A purine derivative, paraxanthine, promotes cysteine uptake for glutathione synthesis

Purine derivatives such as caffeine and uric acid have neuroprotective activities and are negatively correlated with the incidence of both Alzheimer's disease and Parkinson's disease. We have reported that an increment of intracellular glutathione (GSH) via cysteine uptake in neuronal cells is one of the mechanisms by which caffeine and uric acid confer neuroprotection. Here, we investigated whether caffeine metabolites such as paraxanthine, theophylline, theobromine, 1,7-dimethyluric acid and monomethylxanthines would increase cysteine uptake in mouse hippocampal slices. The metabolites were administered to hippocampal slices for 30 min at doses of 0, 10, or 100 μM, and then cysteine was added for 30 min. Paraxanthine, a major metabolite of caffeine, increased cysteine content in the slices, whereas the other metabolites did not.

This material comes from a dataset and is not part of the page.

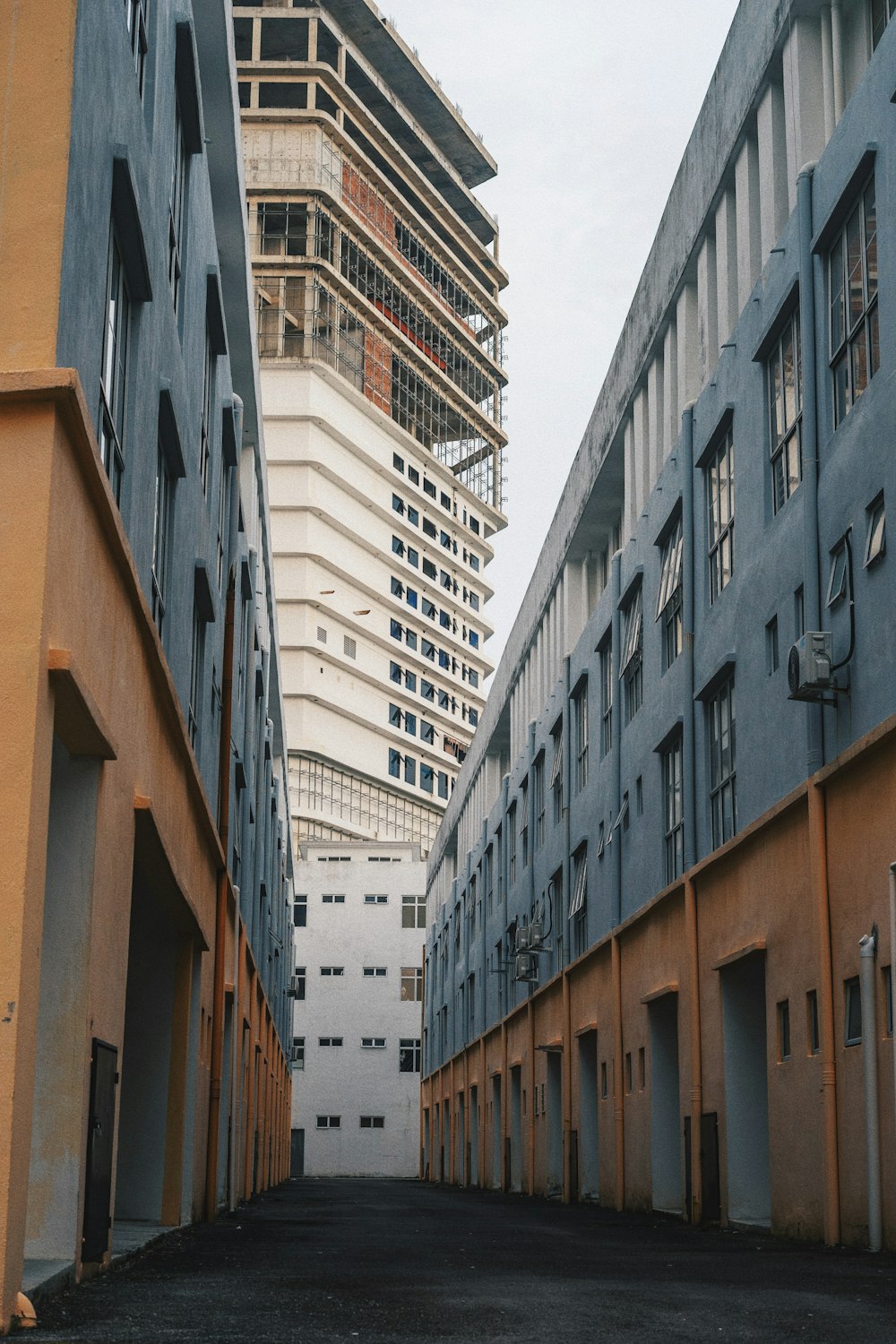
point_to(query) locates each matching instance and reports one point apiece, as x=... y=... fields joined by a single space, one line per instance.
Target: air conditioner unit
x=809 y=666
x=527 y=967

In vitro treatment with paraxanthine promoted cysteine uptake and increased GSH in HEK293 cells. The paraxanthine-induced cysteine uptake was inhibited by an excitatory amino-acid carrier-1 (EAAC1) inhibitor, and H2O2-induced cell damage was prevented by the paraxanthine treatment of SH-SY5Y cells. These results suggest that paraxanthine, an active metabolite of caffeine, acts to increase intracellular GSH levels via EAAC1 leading to neuroprotection.